The Mozbio Project will strengthen the way CAs are protected and improve the lives of communities in and around the area through activities that establish efficient management and promote tourism, as well as create jobs, business opportunities and other sustainable livelihood efforts that focus on conservation and biodiversity.

“We want to help the country unleash the economic potential of conservation and tourism as means to foster sustainable poverty alleviation,” said Mark Lundell, World Bank Country Director for Mozambique, Madagascar, Mauritius, Seychelles and Comoros. “Integrated conservation development activities, such as conservation agriculture or sustainable forestry (including harvesting of non-timber forest products), as well as ecotourism create incentives for conservation among local communities and local governments, which in turn reduces the pressure on natural resources.”

The MozBio Project will address some of the most pressing challenges to CAs management, including strengthening institutional and policy framework for conservation, improving CAs management, particularly for marine CAs which has the greatest tourism potential, as well as broadening the livelihood options to communities living in and around the CAs.
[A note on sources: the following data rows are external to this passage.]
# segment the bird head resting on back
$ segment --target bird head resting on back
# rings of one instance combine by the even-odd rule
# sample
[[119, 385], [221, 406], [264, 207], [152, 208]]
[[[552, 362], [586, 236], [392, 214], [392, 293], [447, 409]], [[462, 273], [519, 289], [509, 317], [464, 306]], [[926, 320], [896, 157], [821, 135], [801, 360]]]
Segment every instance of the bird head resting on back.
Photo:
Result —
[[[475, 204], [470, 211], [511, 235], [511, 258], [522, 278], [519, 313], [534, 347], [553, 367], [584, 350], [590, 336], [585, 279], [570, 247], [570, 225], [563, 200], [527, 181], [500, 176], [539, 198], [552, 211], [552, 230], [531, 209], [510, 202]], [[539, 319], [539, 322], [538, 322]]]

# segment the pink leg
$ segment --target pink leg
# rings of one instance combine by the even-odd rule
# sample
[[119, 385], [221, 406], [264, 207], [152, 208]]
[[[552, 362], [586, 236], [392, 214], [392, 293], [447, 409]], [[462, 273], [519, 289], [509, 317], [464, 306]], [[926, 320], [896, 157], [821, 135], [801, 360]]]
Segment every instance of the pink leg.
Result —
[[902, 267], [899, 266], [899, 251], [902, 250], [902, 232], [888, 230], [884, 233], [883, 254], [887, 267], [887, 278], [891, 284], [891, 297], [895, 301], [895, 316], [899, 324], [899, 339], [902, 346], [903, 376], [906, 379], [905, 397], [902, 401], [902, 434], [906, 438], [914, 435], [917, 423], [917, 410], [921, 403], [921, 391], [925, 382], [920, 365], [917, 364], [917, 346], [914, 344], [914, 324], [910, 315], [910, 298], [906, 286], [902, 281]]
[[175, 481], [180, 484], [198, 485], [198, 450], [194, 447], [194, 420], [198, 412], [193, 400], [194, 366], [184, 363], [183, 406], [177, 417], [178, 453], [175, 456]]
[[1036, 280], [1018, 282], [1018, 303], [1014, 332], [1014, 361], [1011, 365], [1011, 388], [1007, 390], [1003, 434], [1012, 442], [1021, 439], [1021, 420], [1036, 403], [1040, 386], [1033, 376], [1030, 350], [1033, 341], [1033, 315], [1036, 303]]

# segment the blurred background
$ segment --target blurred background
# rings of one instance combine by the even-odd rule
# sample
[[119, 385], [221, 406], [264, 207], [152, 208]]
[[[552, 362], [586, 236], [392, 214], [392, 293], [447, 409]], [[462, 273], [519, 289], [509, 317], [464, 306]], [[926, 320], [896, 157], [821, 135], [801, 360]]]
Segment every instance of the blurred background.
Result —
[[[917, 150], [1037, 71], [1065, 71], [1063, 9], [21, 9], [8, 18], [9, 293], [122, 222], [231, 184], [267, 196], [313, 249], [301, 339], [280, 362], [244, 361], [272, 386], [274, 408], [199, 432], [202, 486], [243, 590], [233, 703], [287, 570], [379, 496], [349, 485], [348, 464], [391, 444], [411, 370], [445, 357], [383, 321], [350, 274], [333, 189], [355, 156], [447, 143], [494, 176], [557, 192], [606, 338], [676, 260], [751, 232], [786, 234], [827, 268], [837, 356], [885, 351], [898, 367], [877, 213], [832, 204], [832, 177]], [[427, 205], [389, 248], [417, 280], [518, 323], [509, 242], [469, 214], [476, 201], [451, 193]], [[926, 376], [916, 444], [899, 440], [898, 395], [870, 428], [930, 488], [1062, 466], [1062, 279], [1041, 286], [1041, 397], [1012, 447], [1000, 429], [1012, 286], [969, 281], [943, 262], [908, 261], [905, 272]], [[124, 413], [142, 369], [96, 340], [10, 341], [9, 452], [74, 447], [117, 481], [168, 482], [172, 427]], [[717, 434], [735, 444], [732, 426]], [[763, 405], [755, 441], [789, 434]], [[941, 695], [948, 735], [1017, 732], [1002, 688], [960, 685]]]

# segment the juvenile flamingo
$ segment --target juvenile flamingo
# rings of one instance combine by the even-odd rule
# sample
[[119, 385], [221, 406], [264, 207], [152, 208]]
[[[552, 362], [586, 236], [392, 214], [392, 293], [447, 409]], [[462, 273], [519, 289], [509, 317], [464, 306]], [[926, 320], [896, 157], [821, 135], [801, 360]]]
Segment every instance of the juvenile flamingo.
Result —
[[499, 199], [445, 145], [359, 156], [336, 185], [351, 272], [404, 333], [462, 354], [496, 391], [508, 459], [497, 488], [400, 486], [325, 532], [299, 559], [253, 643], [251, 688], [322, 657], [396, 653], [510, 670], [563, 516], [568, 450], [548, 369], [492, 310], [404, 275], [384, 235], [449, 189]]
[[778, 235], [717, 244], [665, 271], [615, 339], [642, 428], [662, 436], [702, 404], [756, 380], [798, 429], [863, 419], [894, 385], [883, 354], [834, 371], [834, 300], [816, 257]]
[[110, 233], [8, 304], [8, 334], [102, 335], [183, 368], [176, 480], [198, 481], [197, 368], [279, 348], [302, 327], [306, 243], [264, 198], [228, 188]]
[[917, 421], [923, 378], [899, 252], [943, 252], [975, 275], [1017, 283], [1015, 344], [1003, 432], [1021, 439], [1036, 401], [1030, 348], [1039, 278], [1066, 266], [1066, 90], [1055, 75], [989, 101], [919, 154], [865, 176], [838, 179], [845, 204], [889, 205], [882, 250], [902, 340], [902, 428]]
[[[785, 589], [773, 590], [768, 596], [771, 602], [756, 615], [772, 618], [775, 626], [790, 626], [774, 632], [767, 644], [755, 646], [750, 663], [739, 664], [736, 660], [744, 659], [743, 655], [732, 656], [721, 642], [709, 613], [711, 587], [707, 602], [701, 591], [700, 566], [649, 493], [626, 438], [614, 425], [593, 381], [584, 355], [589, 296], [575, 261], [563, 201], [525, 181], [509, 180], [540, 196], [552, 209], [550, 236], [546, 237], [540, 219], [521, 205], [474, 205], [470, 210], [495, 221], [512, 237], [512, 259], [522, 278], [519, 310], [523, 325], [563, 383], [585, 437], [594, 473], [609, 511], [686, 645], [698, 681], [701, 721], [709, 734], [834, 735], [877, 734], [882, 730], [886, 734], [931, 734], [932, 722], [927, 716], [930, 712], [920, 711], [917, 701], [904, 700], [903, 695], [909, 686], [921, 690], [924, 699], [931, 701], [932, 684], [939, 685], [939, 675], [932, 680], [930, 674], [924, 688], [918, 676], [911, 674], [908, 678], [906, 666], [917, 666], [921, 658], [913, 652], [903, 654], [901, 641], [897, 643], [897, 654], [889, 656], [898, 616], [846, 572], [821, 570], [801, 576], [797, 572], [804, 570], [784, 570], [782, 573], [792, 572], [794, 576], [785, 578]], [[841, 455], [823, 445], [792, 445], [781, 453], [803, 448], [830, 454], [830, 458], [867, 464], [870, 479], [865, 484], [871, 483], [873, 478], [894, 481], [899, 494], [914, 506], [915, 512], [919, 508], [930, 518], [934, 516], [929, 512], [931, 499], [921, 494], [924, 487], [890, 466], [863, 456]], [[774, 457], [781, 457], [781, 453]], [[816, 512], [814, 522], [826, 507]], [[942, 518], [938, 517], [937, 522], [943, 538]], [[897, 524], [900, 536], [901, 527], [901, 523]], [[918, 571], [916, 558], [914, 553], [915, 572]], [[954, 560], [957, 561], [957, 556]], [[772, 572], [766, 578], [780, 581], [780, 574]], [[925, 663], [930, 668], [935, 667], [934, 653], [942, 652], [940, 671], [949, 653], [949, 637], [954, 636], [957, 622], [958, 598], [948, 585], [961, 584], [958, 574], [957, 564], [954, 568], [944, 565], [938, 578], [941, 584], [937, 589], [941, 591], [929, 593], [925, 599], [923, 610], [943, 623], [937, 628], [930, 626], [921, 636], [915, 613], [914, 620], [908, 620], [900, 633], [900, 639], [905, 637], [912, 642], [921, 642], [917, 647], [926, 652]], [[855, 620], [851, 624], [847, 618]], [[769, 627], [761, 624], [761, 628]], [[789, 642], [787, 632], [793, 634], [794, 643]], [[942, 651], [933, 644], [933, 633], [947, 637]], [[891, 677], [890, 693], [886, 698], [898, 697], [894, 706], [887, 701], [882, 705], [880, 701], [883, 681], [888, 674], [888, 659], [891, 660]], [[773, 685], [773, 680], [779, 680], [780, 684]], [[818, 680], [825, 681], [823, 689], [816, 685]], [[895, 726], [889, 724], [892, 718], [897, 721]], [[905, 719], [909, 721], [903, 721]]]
The project serves as a platform to address threats to conservation of Mozambique’s natural capital, promote nature-based tourism growth, integrated landscape management, and reducing high poverty levels around CAs.

“I’m happy we reached such an important milestone in this project life-cycle,” said Mr. Soto, the head of National Administration of Conservation Areas (ANAC). “This four-year project focuses on reducing rural poverty through improved schemes to share benefits from conservation and nature based-tourism to communities, increase conservation-related job creation and business opportunities in the agriculture, forestry and fisheries sectors; and promote alternative livelihood activities that encourage communities to reduce destructive practices, such as poaching or deforestation”

© Michael Raimondo

The project will also promote innovative mechanisms to ensure sustainable financing of CAs, including the design and capitalization of an endowment fund to attract financing from different sectors (public, private, etc.): the so-called Biofund (Foundation for the Conservation of Biodiversity). The project will also bring positive social and environmental benefits at local, national and global levels. It is estimated that over 11 200 households (around 56 000 people) will benefit directly from the project. At the national level, the government will benefit through a stronger institutional framework for conservation and tourism promotion, as well as tax revenues from increased tourism activities around CAs. Protecting large areas of land has environmental benefits at the global level, both in terms of globally-important terrestrial and marine biodiversity and reduction of greenhouse gas emissions given CAs’ role in protecting forests and other carbon-rich habitats (such as wetlands and mangroves) from deforestation and degradation.

© Matt Prophet

This project supports the GoM poverty reduction strategy and contributes to the World Bank Country Partnership Strategy for Mozambique (2012-15), which has an overarching goal of promoting broad-based, inclusive, and pro-poor growth, and it is consistent with GEF strategies and policies to promote biodiversity conservation and climate change mitigation.

* The World Bank’s International Development Association (IDA), established in 1960, helps the world’s poorest countries by providing grants and low to zero-interest loans for projects and programs that boost economic growth, reduce poverty, and improve poor people’s lives. IDA is one of the largest sources of assistance for the world’s 77 poorest countries, 39 of which are in Africa. Resources from IDA bring positive change for 2.8 billion people living on less than $2 a day. Since 1960, IDA has supported development work in 112 countries. Annual commitments have averaged about $18 billion over the last three years, with about 50 percent going to Africa.